I’ve been meaning to write an email to all of you nice people at Holiday World to say thanks for the great time we had at Play Day this year.

I am the father of two boys who both have autism (older son is very autistic, the younger has a lesser case) and once again we attended Play Day.

It is hard to say how nice of a thing it is that Holiday World does by closing the park to allow kids that might not otherwise get to enjoy the park to have a good time.

We look forward to it every year.

My youngest son asks daily to go to “Holiday World and Splashin” because he loved the fountains in Holidog Town (he was one of the kids in blog picture).

We are going to try and go this coming week and take in the water park.

Anyway, it is a great thing that you guys do and I just wanted to let you know that we appreciate that special day every year.

It speaks volumes about the people of Holiday World for this to be your favorite day because it’s also our favorite day. We look forward to it every year. The fact that you guys donate so much money, time and effort to the community of the disabled shows what kind of people are involved in your great park. I am sure that you guys will keep up the great work!

By the way, my youngest son and I check out the Holiblog almost daily, as he wants to see the pictures and I want to read the latest hint on the future park addition! Can’t wait to see what it is!

Please send our thanks to all of the Holiday World staff and also thanks to the Koch family for opening their hearts along with their park to these great kids.

Thanks,
Derek
Boonville, Indiana

Free unlimited compasses

While heading back to my office through the 4th of July section, I noticed two women–walking slowly and studying the park map with a perplexed look on their faces:

Gosh, if they’d just put a “You Are Here” marker on these maps, they’d be so much easier to read!

And yes, I did offer my assistance.

A brief panic

Driving home last night, there it was…

By the side of the road.

On the shoulder.

On its side.

A sneaker.

Tennis shoe.

Casual footwear.

Left behind by someone.

How do you lose a shoe on the highway?

Do you fling it out the window because the Odor Eater finally gave out? Does it slip off your sweaty foot during your morning jog?

How does this happen?

This made me think of something else I found recently … in the water park.

Underwear.

A grown man’s pair of underwear–abandoned–in the middle of a walkway.

How did this happen?

I was finishing up a tour of Splashin’ Safari with yet another travel writer.

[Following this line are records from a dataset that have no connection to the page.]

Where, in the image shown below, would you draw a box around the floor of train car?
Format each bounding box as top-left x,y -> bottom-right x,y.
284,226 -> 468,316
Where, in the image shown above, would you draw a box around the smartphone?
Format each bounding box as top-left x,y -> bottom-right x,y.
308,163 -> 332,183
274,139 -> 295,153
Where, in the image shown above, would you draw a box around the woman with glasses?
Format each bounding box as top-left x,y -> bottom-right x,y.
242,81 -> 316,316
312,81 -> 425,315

She’d already remarked about how clean the park appeared. We’d passed a napkin and I’d quickly scooped it up and disposed of it in one of the zillion trash cans Mrs. Koch has spaced evenly throughout the park.

And there they were.

Up ahead.

Gleaming, snowy-white in the brilliant sunshine.

A pair of … tighty whities.

Oh, no.

While explaining our Free Sunscreen to the writer, my eyes dashed wildly about, hoping to find…

What? Someone looking for an errant pair of undies?

Well, you never know.

As we got closer, the decision-making time had arrived. Gotta do it. Gotta pick those puppies up.

“Goodness! Look at this! Someone lost something here…I’ll bet they had just changed into their swim trunks and lost these on their way back to their locker.”

Can’t just leave them lying there. Pick them up. Now! Grimacing only slightly, I used my fingernails to gingerly snag the edge of the still-springy elastic waistband.

Now what?

They didn’t look … well … used.

Rather a shame to throw them out. But who in their right mind will call a park the next day, “Um…did you find my … um … well, you know …” I consulted the employee closest to me — over in Locker Rental: Anyone report a missing pair? No? Hmmmm … okay, thanks.

Now, socks, I’ll put on top of the nearest trash can. If they’re still there at close, into the dumpster they go. But isn’t a trash receptacle topped with someone’s unmentionables rather…unseemly?

The travel writer started to get quite interested in my dilemma. Shifting focus in this way is not advisable. Flip went the flap on the trash can. Gone. Whew!

I do apologize to the poor man who undoubtedly experienced chafing on his way home that night. If, sir, you also lost a sneaker on your drive home, please send me an email and we’ll get it back to you — it’s the least I can do.